The 20-acre patch of woods where Scott was hunting had a small drainage ditch that bordered one side and standing corn on the other side. This allowed him to quietly slip into his stand on one end without spooking deer. When Scott realized that the farmer had started picking corn, he knew he needed to be in his tree stand. He immediately drove home and went to bed for several hours. He got up at 1 p.m. and headed to the woods.
Around 3 p.m., Scott saw four button bucks in the field just south of him. Later, while surveying the area with binoculars, he noticed movement along a narrow fencerow just inside the timber. What he saw next suddenly increased his heart rate considerably!
Coming toward him was the giant non-typical whitetail he had been hoping to see all season long!
Unfortunately, the buck was headed down a trail that would put him directly downwind before Scott could get a shot. Sure enough, the buck suddenly stopped as if he had hit a brick wall. The deer put his nose in the air, turned and ran back in the direction from which he had come.
Well, you got away again, Scott thought.
Amazingly, Scott saw the buck again about five minutes later. This time the deer was slowly working his way along the edge of the timber. Scott grunted and then used a doe bleat to try to entice the buck to move closer to his position. Much to the hunter's amazement, the buck did exactly that! When the big buck had closed the distance to 50 yards, he started looking for the "bleating doe" that he'd been listening to.
TIMING IS EVERYTHING!
Just as the giant non-typical started to get a little nervous, the group of button bucks mentioned earlier entered the timber. Several other deer also appeared, including a nice 130-inch buck. As soon as the big non-typical saw the smaller buck, he seemed to calm down. Once again, he started moving toward Scott. When he had closed the distance to 30 yards, he stopped behind a tree.

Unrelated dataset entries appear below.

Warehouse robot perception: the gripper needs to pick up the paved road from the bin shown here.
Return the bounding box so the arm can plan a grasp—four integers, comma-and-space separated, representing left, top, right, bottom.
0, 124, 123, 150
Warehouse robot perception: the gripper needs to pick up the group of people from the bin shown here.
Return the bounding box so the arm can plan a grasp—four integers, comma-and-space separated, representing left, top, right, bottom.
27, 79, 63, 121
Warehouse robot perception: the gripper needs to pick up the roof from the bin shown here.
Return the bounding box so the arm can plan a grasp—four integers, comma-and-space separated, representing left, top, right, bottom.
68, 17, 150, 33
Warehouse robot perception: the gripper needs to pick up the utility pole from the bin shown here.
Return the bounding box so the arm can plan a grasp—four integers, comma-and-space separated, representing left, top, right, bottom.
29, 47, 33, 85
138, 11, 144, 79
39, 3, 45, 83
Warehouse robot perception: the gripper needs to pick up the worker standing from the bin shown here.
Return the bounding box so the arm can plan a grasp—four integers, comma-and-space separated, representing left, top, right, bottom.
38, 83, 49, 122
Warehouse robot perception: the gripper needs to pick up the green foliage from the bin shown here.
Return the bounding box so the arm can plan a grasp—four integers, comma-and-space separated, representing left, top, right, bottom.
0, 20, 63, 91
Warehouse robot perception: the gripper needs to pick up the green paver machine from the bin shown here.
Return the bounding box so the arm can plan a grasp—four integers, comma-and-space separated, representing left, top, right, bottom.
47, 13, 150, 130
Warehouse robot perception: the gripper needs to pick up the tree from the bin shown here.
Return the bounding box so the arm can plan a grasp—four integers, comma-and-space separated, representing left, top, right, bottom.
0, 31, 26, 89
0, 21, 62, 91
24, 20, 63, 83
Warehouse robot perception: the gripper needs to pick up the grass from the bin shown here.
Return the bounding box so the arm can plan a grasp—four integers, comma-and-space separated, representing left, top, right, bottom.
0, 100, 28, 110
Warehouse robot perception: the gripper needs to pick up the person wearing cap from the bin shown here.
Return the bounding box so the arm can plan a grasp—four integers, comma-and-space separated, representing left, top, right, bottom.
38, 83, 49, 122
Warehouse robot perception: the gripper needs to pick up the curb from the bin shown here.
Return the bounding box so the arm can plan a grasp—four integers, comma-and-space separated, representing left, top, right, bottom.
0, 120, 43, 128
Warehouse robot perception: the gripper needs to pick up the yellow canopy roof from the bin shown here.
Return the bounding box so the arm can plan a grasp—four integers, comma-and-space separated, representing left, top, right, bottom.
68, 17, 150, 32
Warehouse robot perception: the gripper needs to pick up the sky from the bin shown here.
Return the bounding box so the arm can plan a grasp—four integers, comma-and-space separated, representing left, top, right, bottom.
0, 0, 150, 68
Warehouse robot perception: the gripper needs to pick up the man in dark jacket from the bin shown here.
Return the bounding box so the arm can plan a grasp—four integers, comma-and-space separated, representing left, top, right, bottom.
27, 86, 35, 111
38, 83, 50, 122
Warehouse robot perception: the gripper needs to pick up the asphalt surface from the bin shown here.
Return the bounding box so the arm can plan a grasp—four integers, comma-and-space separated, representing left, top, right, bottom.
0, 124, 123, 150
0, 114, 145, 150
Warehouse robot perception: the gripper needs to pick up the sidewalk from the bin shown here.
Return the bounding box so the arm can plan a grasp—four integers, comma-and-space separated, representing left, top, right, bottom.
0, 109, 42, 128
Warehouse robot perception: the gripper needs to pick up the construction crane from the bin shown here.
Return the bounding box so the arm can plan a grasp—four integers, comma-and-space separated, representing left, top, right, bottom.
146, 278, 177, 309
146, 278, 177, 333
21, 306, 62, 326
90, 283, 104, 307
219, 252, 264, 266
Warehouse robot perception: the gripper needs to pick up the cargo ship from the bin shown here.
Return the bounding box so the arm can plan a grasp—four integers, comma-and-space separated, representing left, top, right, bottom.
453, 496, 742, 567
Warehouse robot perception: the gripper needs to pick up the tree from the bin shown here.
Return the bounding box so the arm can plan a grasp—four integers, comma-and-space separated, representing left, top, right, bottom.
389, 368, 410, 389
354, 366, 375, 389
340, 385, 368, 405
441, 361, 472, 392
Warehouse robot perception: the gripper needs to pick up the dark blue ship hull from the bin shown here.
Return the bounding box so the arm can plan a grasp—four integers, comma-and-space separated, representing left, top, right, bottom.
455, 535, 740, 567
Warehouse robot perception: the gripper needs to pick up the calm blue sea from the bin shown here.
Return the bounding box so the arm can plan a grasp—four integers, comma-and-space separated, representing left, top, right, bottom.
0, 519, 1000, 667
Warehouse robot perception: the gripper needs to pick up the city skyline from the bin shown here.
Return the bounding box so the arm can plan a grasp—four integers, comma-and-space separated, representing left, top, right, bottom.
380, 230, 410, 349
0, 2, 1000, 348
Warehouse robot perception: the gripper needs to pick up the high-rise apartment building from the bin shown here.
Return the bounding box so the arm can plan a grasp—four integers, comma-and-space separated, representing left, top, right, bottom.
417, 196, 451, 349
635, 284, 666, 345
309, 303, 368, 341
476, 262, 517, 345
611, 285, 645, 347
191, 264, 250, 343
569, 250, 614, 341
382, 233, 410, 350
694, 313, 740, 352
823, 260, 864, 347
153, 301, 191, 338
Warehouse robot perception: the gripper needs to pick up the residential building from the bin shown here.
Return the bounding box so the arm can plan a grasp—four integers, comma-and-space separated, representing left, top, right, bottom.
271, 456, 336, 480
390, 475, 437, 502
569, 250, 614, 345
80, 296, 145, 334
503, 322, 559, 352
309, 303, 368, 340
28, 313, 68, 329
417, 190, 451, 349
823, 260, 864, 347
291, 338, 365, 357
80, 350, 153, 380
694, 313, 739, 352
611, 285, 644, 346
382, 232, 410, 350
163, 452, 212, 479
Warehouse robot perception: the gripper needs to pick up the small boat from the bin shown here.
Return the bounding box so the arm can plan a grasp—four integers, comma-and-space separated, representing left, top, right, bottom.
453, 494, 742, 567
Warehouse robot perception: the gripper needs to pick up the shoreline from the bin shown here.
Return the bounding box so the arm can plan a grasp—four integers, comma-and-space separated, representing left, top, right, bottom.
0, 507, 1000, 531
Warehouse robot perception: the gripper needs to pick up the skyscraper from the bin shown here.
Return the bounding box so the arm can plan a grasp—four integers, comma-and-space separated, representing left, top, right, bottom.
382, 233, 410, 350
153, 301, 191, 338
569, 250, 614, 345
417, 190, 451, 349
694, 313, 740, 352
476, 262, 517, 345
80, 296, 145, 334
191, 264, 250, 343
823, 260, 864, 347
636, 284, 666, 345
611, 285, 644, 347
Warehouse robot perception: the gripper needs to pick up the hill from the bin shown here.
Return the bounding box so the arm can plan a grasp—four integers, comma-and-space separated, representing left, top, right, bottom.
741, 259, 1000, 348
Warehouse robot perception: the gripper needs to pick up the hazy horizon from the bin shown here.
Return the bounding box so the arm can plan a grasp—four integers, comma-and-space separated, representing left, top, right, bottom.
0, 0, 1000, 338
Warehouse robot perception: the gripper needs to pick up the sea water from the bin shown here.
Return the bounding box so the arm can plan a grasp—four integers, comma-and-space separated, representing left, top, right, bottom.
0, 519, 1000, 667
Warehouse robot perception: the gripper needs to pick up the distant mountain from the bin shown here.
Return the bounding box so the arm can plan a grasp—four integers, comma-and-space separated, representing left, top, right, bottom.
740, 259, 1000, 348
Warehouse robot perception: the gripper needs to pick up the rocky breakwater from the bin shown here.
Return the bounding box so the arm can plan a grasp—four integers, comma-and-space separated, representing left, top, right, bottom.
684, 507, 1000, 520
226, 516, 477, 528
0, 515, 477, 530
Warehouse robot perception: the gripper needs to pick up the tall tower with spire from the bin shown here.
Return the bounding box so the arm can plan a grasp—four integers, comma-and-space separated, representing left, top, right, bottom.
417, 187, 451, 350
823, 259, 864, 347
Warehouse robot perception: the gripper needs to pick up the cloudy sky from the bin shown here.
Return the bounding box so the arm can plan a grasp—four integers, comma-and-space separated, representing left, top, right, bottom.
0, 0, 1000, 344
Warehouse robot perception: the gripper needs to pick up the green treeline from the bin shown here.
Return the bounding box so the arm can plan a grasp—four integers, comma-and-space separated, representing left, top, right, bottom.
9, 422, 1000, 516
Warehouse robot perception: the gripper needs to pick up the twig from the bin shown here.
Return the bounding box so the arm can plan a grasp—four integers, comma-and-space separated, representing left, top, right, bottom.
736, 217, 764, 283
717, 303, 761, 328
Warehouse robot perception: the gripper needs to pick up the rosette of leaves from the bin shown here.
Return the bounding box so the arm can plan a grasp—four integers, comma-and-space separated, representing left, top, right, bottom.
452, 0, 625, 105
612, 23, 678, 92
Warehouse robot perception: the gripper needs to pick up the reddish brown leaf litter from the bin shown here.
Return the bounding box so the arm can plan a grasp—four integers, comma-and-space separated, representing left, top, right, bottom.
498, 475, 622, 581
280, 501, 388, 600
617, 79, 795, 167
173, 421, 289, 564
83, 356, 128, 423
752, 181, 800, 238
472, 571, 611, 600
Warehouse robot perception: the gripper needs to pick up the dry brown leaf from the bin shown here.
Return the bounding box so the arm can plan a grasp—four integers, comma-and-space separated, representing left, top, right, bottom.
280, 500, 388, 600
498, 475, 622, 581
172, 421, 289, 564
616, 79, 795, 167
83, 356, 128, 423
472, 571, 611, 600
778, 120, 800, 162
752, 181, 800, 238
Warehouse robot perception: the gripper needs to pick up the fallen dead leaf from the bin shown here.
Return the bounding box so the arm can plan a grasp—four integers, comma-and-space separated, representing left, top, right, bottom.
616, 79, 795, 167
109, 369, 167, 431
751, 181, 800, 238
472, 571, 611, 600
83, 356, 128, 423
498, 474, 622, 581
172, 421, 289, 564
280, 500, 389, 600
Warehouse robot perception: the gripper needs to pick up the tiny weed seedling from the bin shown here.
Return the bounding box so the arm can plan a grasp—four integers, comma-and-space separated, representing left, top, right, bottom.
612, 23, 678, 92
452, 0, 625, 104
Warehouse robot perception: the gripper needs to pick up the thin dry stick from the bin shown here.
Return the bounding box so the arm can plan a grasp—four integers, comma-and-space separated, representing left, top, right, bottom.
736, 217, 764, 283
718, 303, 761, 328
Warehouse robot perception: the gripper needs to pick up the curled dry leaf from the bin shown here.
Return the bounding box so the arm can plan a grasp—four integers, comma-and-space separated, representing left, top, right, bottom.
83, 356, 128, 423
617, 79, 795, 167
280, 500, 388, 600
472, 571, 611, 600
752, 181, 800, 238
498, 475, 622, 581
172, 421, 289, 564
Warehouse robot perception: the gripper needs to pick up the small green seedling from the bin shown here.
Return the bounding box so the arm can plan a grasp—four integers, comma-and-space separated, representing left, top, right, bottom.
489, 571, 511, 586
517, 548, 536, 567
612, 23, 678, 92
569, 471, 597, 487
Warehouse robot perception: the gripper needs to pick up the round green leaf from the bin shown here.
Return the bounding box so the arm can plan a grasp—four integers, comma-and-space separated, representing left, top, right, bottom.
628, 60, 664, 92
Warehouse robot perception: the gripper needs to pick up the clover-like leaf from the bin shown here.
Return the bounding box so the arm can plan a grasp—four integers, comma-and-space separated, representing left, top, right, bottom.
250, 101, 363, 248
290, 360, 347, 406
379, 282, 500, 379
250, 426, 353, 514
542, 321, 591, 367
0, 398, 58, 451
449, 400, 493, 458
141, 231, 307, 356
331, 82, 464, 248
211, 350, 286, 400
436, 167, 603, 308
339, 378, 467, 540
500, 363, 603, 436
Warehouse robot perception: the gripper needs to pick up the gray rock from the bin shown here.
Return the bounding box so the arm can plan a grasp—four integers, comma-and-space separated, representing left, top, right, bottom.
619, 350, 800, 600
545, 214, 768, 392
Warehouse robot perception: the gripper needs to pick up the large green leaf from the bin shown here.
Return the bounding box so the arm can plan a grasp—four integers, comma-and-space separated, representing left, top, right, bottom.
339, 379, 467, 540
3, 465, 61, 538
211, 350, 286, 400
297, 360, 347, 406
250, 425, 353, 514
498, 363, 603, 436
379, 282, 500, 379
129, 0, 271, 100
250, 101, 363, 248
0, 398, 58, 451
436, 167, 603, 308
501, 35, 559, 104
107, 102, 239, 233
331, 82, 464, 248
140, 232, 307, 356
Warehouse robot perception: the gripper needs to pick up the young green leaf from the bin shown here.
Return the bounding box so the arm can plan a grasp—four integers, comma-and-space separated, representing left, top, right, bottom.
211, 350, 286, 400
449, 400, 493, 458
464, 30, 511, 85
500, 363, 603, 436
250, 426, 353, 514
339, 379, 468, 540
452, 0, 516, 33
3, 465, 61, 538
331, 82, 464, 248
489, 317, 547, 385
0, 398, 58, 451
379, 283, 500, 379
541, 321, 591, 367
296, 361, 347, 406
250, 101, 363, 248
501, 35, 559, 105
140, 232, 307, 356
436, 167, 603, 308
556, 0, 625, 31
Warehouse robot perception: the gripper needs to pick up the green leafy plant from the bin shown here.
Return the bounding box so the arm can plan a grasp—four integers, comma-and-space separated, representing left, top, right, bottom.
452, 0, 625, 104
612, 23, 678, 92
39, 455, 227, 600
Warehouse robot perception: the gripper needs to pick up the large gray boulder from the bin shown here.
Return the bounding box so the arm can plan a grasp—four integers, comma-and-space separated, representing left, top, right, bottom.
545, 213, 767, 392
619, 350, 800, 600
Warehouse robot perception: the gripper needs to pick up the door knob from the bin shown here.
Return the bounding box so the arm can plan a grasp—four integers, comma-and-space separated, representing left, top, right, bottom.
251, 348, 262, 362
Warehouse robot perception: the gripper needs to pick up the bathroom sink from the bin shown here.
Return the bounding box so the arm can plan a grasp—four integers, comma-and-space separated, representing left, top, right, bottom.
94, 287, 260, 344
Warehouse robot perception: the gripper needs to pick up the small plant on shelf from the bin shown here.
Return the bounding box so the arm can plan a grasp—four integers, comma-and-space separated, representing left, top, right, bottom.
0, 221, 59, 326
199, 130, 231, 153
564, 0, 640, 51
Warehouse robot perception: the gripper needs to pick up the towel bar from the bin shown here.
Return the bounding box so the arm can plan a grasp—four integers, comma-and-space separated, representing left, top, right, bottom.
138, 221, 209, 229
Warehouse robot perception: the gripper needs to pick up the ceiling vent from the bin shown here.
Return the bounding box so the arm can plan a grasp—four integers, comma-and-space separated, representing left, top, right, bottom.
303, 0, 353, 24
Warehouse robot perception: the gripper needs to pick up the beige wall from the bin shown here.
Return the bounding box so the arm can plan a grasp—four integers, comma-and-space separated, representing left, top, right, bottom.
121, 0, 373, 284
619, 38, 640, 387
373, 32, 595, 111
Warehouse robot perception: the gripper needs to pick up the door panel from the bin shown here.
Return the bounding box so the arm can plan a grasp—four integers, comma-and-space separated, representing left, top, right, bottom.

Scott ranged the buck at 31 yards. All he could see was part of the buck's shoulder and vitals, but that was enough. Without hesitation, he drew and released his arrow. The arrow, tipped with a NAP 100-grain Spitfire XP, found its mark. Scott watched as the buck ran about 60 yards and fell over!
"I knew this buck was going to be a Booner," he said. "But I had no idea it was going to score almost 220 inches!"
TIME TO CELEBRATE
Scott climbed down and called three of his closest hunting buddies: Reed Roundtree, Dave Marshall (the co-owner of the archery shop), and Lyndall Chapman. All three of these men are distinguished hunters with at least one B&C buck to their credit. Scott also called another friend, Bryan Williams, who came and helped him get the buck to the truck.
Scott's awesome trophy sported a 183 1/8-inch typical 10-point frame with only 3 2/8 inches in deductions. When you add in the 39-plus inches of abnormal points, it's easy to see how this extraordinary buck ended up with a net non-typical score of 219 2/8 inches!
Mounted by taxidermist Doug Westfall, Scott's deer was the largest non-typical buck by bow at the 2009 Illinois Deer Classic held in Bloomington, Illinois, in February 2009.
The big non-typical also walked away with the Best of Show award at the classic.Scott and his buddies take their bowhunting very seriously. "I have three good hunting partners," he says. "When one of us kills a nice buck, there is never any jealousy or back-biting. No nasty rumors are ever spread; we just all pitch in and help each other out. A love for whitetail hunting, good hunting buddies, and occasionally getting a decent buck on the ground -- that's what hunting is all about to us!"